THIS week, I shall mostly be talking too loudly. It's all the rage down my way. Of course, it may be the price I pay for living in a market town, but excessive volume does seem to be the way to go.
I'm sure you've all encountered men of middle age and middle class, who've apparently been voice-trained to speak like Brian Blessed in a force nine gale. For some reason I always picture them in white linen suits, possibly with a hat or cane.
They draw out their vowels, spit out their sibilants, and yes, in true Carry On fashion, they roll their Rs.
Now I'm all for clarity of speech, and in these days of constant extraneous noise it does no harm to speak up a bit to be heard.
But what I object to is having their theatrical tones foisted on me from across, say, a restaurant (one of their favourite haunts).
Now there are reasons actors have voice training. Chiefly, it's so they can be clearly understood, and also so that their voice will carry a fair distance from the stage.
But the "stage" the objects of my bile like to occupy is the restaurant, museum, art gallery, or bookshop.
These are ideal places to enhance their credentials, but not acoustically suited to their foghorn tones.
And the conversations! Really, it's the verbal equivalent of wearing a shocking pink t-shirt with the words "Look At Me, I'm Great!!!" in flashing neon. And since I hold the view that anyone who uses more than one exclamation mark at a time should be immediately sectioned under the Mental Health Act, I think you know where I'm coming from.
I first noticed the phenomenon in restaurants, where displaying wine snobbery merely to one's own dining companions proved not enough for one human megaphone.
And so the entire room was treated to "fascinating" anecdotes about this fellow's trips to the vineyards of France, and the essential secrets he had been told by wily grape-treaders. It was a bit like having Swiss Toni yell in your ear for half an hour.
But I've noticed the whole thing grow until it's almost become a subculture of its own. Theatre bars are full of them, pontificating on the hidden nuances and subtle metaphors of, say, Whoops Vicar, Where's Your Trousers?
I'm rarely in an art gallery, but sooner or later you'll usually find someone thundering about how "what the artist is really saying here is that a world without art is a world without love". And here's the rest of us thinking it's just some bird smirking enigmatically.
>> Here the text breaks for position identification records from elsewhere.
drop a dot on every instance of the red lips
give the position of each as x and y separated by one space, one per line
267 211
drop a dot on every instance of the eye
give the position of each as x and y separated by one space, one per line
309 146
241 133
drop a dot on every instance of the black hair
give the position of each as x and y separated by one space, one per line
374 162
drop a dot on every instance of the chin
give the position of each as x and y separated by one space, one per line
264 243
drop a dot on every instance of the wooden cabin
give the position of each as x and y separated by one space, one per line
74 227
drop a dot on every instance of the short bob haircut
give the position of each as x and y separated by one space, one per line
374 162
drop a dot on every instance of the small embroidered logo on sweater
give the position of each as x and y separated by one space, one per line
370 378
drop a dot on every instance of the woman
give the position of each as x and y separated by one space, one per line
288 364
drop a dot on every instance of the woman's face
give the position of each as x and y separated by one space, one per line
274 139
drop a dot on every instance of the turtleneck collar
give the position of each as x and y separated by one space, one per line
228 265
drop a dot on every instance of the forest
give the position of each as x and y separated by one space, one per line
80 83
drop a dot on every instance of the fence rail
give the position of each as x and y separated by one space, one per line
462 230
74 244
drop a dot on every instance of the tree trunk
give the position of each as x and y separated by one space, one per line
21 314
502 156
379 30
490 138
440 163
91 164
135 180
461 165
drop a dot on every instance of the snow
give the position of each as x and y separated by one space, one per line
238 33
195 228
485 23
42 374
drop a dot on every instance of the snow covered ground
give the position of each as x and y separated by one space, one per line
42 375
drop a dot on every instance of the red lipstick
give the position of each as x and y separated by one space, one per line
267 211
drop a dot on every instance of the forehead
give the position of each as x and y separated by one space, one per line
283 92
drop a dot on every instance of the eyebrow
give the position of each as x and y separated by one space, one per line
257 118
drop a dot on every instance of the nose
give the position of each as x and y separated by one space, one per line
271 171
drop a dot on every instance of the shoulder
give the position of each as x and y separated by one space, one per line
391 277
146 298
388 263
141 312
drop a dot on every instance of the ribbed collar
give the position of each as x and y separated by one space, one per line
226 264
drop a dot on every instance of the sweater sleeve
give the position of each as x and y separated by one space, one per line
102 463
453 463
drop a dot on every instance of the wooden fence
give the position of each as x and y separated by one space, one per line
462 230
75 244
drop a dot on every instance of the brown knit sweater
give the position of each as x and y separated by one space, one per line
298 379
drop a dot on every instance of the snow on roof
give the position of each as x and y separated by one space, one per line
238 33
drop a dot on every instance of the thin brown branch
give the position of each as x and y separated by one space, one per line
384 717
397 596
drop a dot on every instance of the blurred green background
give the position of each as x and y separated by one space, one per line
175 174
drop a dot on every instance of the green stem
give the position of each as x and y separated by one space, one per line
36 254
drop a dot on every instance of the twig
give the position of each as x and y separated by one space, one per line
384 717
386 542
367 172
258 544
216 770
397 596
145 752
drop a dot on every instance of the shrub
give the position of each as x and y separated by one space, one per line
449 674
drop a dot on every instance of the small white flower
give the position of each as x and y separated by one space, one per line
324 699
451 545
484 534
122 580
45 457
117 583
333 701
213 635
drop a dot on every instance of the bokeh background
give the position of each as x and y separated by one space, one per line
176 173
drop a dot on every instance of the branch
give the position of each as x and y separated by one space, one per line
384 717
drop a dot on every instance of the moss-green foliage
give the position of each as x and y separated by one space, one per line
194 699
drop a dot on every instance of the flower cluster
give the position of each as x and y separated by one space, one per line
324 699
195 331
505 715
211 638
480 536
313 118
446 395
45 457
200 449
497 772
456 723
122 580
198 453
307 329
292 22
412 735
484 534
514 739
Truth is, they're everywhere. Paunchy chaps pushing fifty, bellowing their opinions to the hoi-polloi, their every roar really meaning: "Look at me, I'm really, really sophisticated, I am."
My message to these people is a simple, but heartfelt one: tone it down, chaps. It's all right to have your views about these things. We just don't want to share them.
The world doesn't need you foisting your half-baked opinions on it in a bid to look cleverer than you really are.
Who the hell do you think you are? A newspaper columnist?